Thursday, December 29, 2011

Tuesday, After Christmas

A schlubby, married banker is having a blissful affair with his child's dentist. He's weighed down by this deception, and feels increasingly distanced from his wife and daughter, who are oblivious. He's getting anxious; he knows he won't be able to keep this hidden forever, and he has started to become as insistent and controlling with his mistress as his wife (whom he at one point, indirectly perhaps, refers to as "Mom") is with him. The clandestine relationship has been going on for five months, and he still has no idea how to handle it. He seems to expect to continue onwards with the same arrangement into the distant future. But he knows subconsciously it's inevitable that he'll have to tell.

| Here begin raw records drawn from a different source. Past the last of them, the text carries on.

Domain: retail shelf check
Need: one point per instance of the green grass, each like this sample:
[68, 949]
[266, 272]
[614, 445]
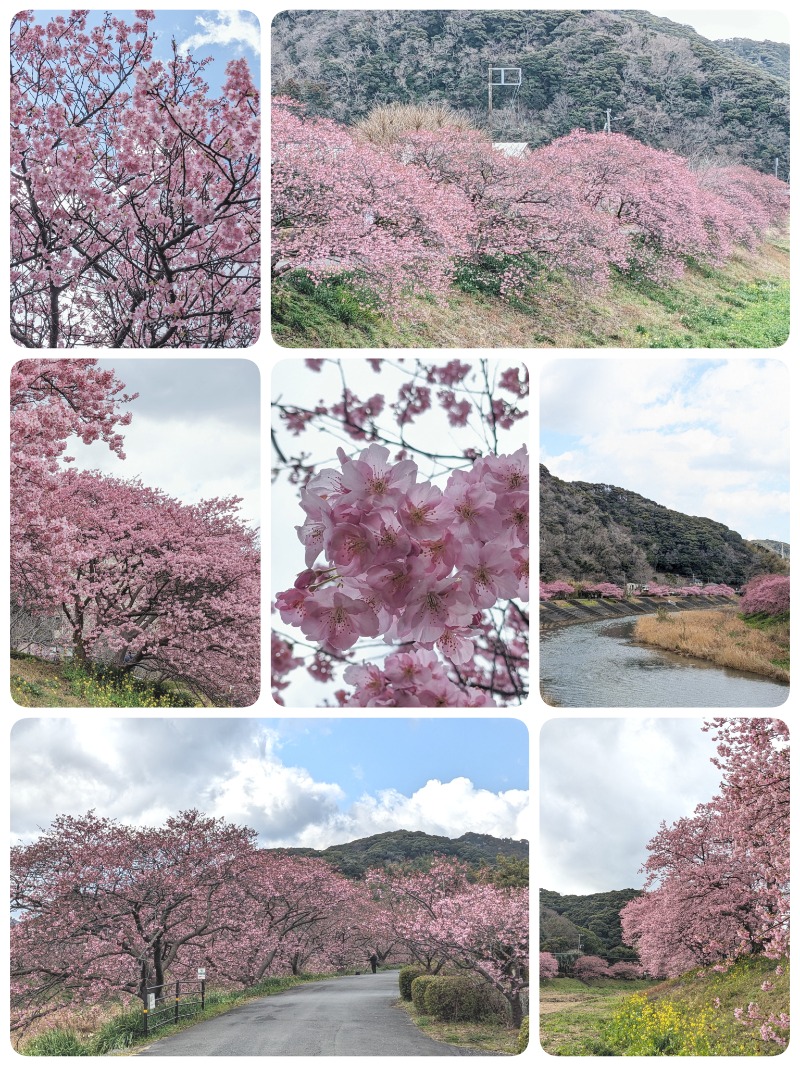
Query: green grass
[744, 304]
[755, 315]
[691, 1015]
[35, 682]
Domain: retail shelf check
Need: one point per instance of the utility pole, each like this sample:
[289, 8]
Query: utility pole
[506, 76]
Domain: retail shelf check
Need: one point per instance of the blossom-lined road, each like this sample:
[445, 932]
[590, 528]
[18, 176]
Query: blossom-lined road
[345, 1016]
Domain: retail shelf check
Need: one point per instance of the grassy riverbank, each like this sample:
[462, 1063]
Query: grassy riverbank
[690, 1015]
[742, 304]
[722, 638]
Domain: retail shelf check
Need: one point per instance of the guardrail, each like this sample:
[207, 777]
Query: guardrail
[162, 1006]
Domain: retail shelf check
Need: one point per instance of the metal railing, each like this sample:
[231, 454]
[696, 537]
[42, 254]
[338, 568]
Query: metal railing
[165, 1004]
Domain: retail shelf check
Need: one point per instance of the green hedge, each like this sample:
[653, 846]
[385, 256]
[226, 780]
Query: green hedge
[458, 999]
[418, 988]
[408, 973]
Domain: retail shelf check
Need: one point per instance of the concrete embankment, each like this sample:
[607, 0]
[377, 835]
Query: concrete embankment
[554, 613]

Even though there's not a whole lot to it in terms of narrative, "Tuesday, After Christmas" is a very hard movie to make. If we don't feel close to these characters, their personal business is going to be quite dull indeed. This seems obvious, but in a film with this sort of subject matter, immersion becomes ever the more important in separating it from other films about the same topic. That Radu Muntean has made as much out of this as he has is extremely impressive. He and his fellow screenwriters Alexandru Baciu and Razvan Radulescu know their characters (surprisingly, given that they're all men, especially the wife) and the relationships between them well and move from scene to finely tuned scene with incredible ease. He and his cinematographer Tudor Lucaciu have chosen to film with a muted palette and with not-too-showy long takes to give the feel of sustained semi-realism and despair (also: the cigarette smoke looks gorgeous). And he and his actors, Mimi Branescu, Maria Popiastu, and Mirela Oprisor, have worked to convey an almost all-encompassing feeling of naturalism; this may be the single most important element of the film, and the whole works only as much as the actors allow it to (which is to say, pretty darn well).

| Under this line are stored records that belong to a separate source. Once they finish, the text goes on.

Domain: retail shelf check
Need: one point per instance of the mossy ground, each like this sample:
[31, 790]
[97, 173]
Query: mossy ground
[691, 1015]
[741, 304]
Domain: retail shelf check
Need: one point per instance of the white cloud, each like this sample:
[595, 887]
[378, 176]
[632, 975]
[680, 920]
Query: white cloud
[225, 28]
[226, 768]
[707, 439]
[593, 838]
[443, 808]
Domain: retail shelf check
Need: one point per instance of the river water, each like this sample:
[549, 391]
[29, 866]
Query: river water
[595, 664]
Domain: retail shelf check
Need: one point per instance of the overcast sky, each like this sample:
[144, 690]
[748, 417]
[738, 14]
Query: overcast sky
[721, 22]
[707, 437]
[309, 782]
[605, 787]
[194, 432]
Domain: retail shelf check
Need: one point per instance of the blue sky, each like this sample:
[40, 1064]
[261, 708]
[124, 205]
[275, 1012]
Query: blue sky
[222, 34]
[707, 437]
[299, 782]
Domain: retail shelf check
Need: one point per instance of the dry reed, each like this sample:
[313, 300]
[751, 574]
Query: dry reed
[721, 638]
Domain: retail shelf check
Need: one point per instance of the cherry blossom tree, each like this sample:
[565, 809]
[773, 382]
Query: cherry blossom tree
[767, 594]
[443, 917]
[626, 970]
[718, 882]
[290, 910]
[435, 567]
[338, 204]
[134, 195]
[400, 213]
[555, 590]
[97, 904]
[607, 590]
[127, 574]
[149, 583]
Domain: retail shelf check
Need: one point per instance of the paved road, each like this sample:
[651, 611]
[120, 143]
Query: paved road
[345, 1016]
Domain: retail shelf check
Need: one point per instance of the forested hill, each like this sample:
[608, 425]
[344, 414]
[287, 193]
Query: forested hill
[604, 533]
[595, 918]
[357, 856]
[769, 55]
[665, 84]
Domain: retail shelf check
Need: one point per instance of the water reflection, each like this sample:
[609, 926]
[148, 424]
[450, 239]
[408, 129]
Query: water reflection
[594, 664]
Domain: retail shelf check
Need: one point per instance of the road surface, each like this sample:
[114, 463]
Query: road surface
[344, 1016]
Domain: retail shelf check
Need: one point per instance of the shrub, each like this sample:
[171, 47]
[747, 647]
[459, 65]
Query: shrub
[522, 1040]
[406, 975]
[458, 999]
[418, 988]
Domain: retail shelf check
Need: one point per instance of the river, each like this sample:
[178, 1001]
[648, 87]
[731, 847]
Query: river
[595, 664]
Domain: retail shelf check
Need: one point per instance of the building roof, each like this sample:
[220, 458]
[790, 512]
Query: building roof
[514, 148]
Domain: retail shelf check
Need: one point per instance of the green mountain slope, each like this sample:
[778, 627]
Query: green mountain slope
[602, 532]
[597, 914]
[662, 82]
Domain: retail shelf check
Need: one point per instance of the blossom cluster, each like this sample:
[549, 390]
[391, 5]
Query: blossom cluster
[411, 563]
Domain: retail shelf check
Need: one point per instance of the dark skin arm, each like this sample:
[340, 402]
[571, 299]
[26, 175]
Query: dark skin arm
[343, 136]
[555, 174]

There are a number of smart choices made with regards to the plot details. Setting it at Christmastime creates a parallel between the illusion of Santa to the daughter and the illusion of the affair. In some ways, revealing the fabrication would be just as heartbreaking in each case. Another particular that Muntean plays close attention to is the occupations of the leads. This is most important in the case of the women. Having the mistress be a family doctor sets up an interesting, awkward, and beautifully executed scene in which the parents come to take their daughter to get her braces put on. This moment gets added resonance later on, but is even at the time a telling and overtly choreographed episode. Coming back to the idea of jobs, having the wife work in the courts (presumably as a lawyer) gives her a sheen of precision and a range of knowledge of how to take people down. This, balanced with her often informal demeanor, makes her (at least to me) a recognizable type and a full character. A stronger character than the mistress, I must say, though not overwhelmingly so.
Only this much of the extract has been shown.